ThF4 + 2 Al(BH4)3 → Th(BH4)4 + 2 AlF2BH4

following which thorium borohydride can be easily isolated, as it sublimes out of the reaction mixture. Like its protactinium(IV) and uranium(IV) analogues, it is a thermally and chemically stable compound where thorium has a coordination number of 14 with a bicapped hexagonal antiprismatic molecular geometry.[18]

7. Organometallic Compounds

Structure of thorocene.

Most of the work on organothorium compounds has focused on the cyclopentadienyls and cyclooctatetraenyls. Like many of the early and middle actinides (thorium through americium, and also expected for curium), thorium forms the yellow cyclooctatetraenide complex Th(C8H8)2, thorocene. It is isotypic with the more well-known analogous uranium compound, uranocene.[36] Although these f-series cyclooctatetraenyls are not isotypic with the d-series cyclopentadienyls, including the more famous ferrocene, they have very similar structures, and were named to emphasise this resemblance.[37] It can be prepared by reacting K2C8H8 with thorium tetrachloride in tetrahydrofuran (THF) at the temperature of dry ice, or by reacting thorium tetrafluoride with MgC8H8.[36] It is an unstable compound in air and outright decomposes in water or at 190 °C.[36] Half-sandwich compounds are also known, such as 2(η8-C8H8)ThCl2(THF)2, which has a piano-stool structure and is made by reacting thorocene with thorium tetrachloride in tetrahydrofuran.[15]

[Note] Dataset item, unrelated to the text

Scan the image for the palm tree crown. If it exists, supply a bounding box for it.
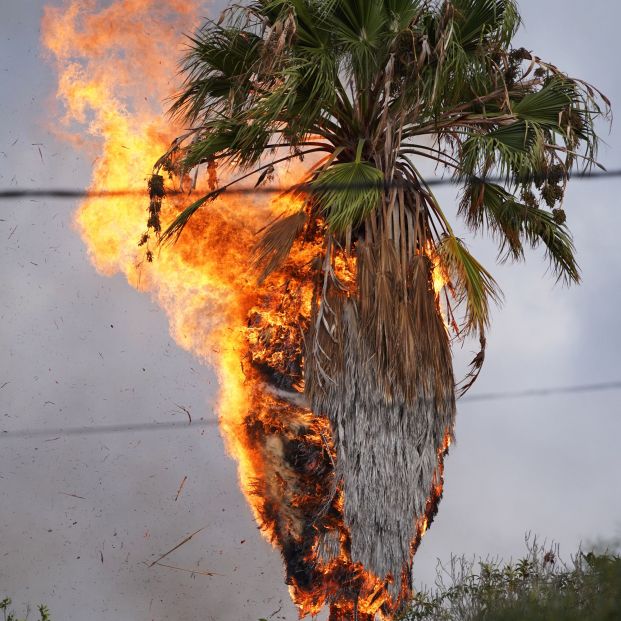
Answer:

The simplest of the cyclopentadienyls are ThIII(C5H5)3 and ThIV(C5H5)4: many derivatives are known. The first (which has two forms, one purple and one green) is a rare example of thorium in the formal +3 oxidation state.[36][37] In the derivative [ThIII{η5-C5H3(SiMe3)2}3], a blue paramagnetic compound, the molecular geometry is trigonal planar around the thorium atom, which has a [Rn]6d1 configuration instead of the expected [Rn]5f1. [ThIII{η5-C5H3(SiMe3)2}3] can be reduced to the anion [ThII{η5-C5H3(SiMe3)2}3], in which thorium exhibits a rare +2 oxidation state.[38] The second is prepared by heating thorium tetrachloride with K(C5H5) under reflux in benzene: the four cyclopentadienyl rings are arranged tetrahedrally around the central thorium atom. The halide derivative [Th(C5H5)3Cl] can be made similarly by reducing the amount of K(C5H5) used (other univalent metal cyclopentadienyls can also be used), and the chlorine atom may be further replaced by other halogens or by alkoxy, alkyl, aryl, or BH4 groups. Of these, the alkyl and aryl derivatives have been investigated more deeply due to the insight they give regarding the nature of the Th–C σ bond.[37] Of special interest is the dimer [Th(η5-C5H5)2-μ-(η5,η1-C5H5)]2, where the two thorium atoms are bridged by two cyclopentadienyl rings, similarly to the structure of niobocene.[37]

Tetrabenzylthorium, Th(CH2C6H5), is known, but its structure has not yet been determined. Thorium forms the monocapped trigonal prismatic anion [Th(CH3)7]3−, heptamethylthorate, which forms the salt [Li(tmeda)]3[ThMe7] (tmeda = Me2NCH2CH2NMe2). Although one methyl group is only attached to the thorium atom (Th–C distance 257.1 pm) and the other six connect the lithium and thorium atoms (Th–C distances 265.5–276.5 pm) they behave equivalently in solution. Tetramethylthorium, Th(CH3)4, is not known, but its adducts are stabilised by phosphine ligands.[15] Some coordination complexes with carboxylates and acetylacetonates are also known, although these are not organothorium compounds.[26]